Managing Devices with Policies

Owned by Seth Garrepy
Last updated: Mar 20, 2017
2 min read

Policies are where we "do" something to a computer or a mobile device. Policies have a few basic components:

  1. Payloads (i.e. what is "done" to a computer)
  2. Scopes (i.e.who the action is done to)
  3. Self Service (i.e. make it available to the end user to do themselves)
  4. User Interactions (i.e. informing the end user about what will be done/what has been done)

Payloads

To learn about each of the payloads available, refer to the Casper Suite Administrator's Guide, pp. 260-263. We will cover the more commonly used payloads below, the information for which is also taken from the Administrator's Guide.

General

This payload allows you to do the following:

  • Enable or disable the policy. (For example, if you need to take the policy out of production temporarily, you may want to disable it.)
  • Add the policy to a category.
  • Choose one or more events to use to initiate the policy (called "trigger").
  • Choose how often the policy should run (called "execution frequency").

Packages

This payload allows you to perform the following software distribution tasks:

  • Install packages.
  • Cache packages.
  • Install cached packages.
  • Uninstall packages.

This payload also allows you to do the following when installing packages:

  • Specify the distribution point computers should download the packages from.
  • Add the packages to the Autorun data of each computer in the scope.

Printers

This payload allows you to map and unmap printers. You can also make a printer the default.
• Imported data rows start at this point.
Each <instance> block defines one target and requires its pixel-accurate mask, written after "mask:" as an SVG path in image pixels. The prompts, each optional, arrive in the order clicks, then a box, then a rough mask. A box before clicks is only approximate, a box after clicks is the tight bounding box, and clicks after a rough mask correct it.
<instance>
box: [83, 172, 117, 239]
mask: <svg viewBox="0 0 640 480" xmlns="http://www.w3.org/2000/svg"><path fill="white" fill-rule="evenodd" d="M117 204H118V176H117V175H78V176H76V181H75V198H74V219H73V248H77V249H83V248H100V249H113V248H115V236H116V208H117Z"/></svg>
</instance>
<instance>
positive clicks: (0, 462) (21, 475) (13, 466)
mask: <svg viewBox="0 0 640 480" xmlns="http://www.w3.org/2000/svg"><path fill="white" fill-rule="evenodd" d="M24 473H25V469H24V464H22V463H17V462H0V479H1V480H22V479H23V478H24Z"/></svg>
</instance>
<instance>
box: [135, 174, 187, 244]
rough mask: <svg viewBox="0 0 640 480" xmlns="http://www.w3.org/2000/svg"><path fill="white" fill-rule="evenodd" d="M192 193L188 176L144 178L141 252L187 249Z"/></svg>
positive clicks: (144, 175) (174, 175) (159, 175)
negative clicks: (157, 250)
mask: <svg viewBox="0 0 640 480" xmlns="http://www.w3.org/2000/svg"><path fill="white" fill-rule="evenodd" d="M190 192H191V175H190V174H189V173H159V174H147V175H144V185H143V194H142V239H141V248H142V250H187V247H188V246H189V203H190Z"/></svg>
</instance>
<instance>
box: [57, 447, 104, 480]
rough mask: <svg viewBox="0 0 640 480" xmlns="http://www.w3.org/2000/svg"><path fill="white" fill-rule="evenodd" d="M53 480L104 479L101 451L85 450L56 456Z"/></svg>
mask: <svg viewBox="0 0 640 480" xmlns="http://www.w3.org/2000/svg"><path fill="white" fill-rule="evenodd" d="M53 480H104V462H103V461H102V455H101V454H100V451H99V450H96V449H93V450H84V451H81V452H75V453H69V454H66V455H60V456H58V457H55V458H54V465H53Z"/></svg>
An important note about mapping printers is that this payload DOES NOT include the driver with the mapping. The driver must be pushed via the "Packages" payload, and can be included in the same policy, if you wish.

Restart Options

This payload allows you to restart computers after the policy runs. It also allows you to do the
following:

  • Specify the disk to restart computers from, such as a NetBoot image.
  • Specify criteria for the restart depending on whether or not a user is logged in.
  • Configure a restart delay.
  • Perform an authenticated restart on computers with OS X v10.8.2–v10.11 that are FileVault 2 enabled.
    Note: For this to work on computers with FileVault 2 activated, the enabled FileVault 2 user must log in after the policy runs for the first time and the computer has restarted.

 

Maintenance

This payload allows you to perform the following maintenance tasks:

  • Update inventory.
  • Reset computer names.
  • Install all cached packages.
  • Fix disk permissions.
  • Fix ByHost files.
  • Flush caches.
  • Verify the startup disk

Scopes

(Refer to the earlier discussion about Scope for more information.)

Set the Static or Smart Group to which you want this policy action to apply on the "Scopes" tab. The groups you add to this tab are CUMULATIVE, meaning that adding two groups to scope will include all computers from BOTH groups. If you want to only include those computers in common between both groups, create another Smart Group and choose two "Computer Group" criteria and set each of the them to the groups you want, and then choose the logical "AND" operator. "AND" will choose the "UNION" of both groups, meaning where they overlap/intersect.